None of this is, of course, unknown to the management of platinum mining companies. Even before the Amcu strike blossomed into a five-month-long stand-off, Lonmin’s chief commercial officer, Albert Jamieson, told Parliament that manufacturers of catalytic converters for motor vehicles were already thinking of using palladium instead of platinum.

Other mining executives told the mineral resources portfolio committee in February that international platinum buyers were beginning to think that South Africa was “not a reliable source” of the metal – a diplomatic reference to strikes. This truth obviously went in one ear of Mathunjwa and out the other.

Catalytic converter makers, who are by far the biggest platinum customers, are also getting jittery, and those who make hydrogen fuel cells are looking for a cheaper alternative as well. Brown University scientists in the US have already made a graphene-cobalt substitute. They claim it is a better catalyst.

Brown University is also researching iron and manganese to do the job by fusing these metals with organic molecules. Heaven knows how they do it but if they succeed, it will be the cheapest catalyst substitute of all. Then there is the section of industry that makes pressure-sensitive materials like labels, stick-on graphics, commercial tapes, double-sided tapes, protective tapes, electronic tapes, and so on. All of them use platinum as a catalyst.
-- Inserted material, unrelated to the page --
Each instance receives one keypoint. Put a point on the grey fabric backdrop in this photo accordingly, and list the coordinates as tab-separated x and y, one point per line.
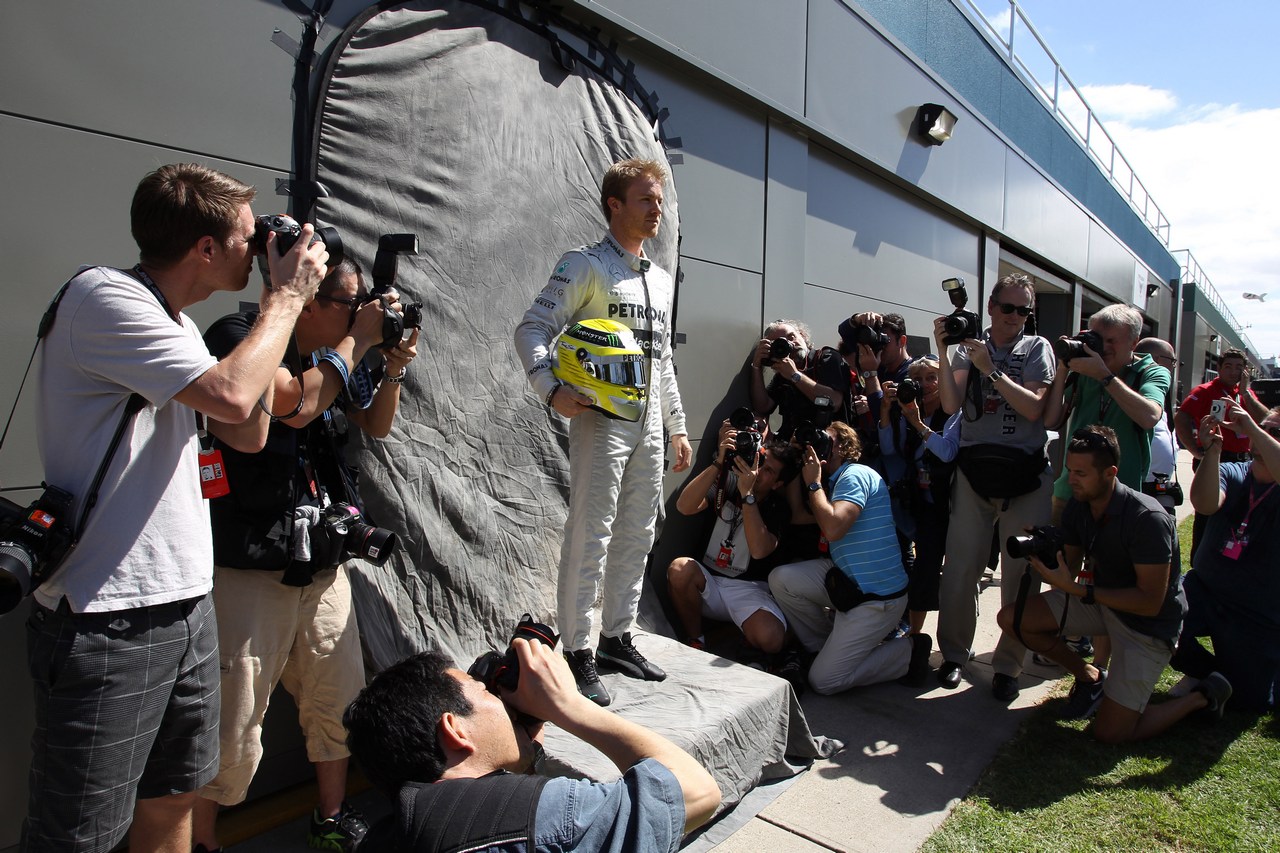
457	124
They too are searching for substitutes.

It is not just university research laboratories that are on the hunt, large industrial firms are in it too. What all this boils down to is that Amcu leaders had better start praising those mining companies that offer skills training. They obviously know something that Amcu members do not.

General ignorance of economic reality was the prime mover of the longest strike in the industry. It would be a good idea if both sides took to economic education – starting with Mathunjwa.

n After nationalising the mines, the Zambian government had to remove dirt from the world’s second largest open-pit copper mine long after the copper ore was exhausted.

Keith Bryer is a retired communications consultant.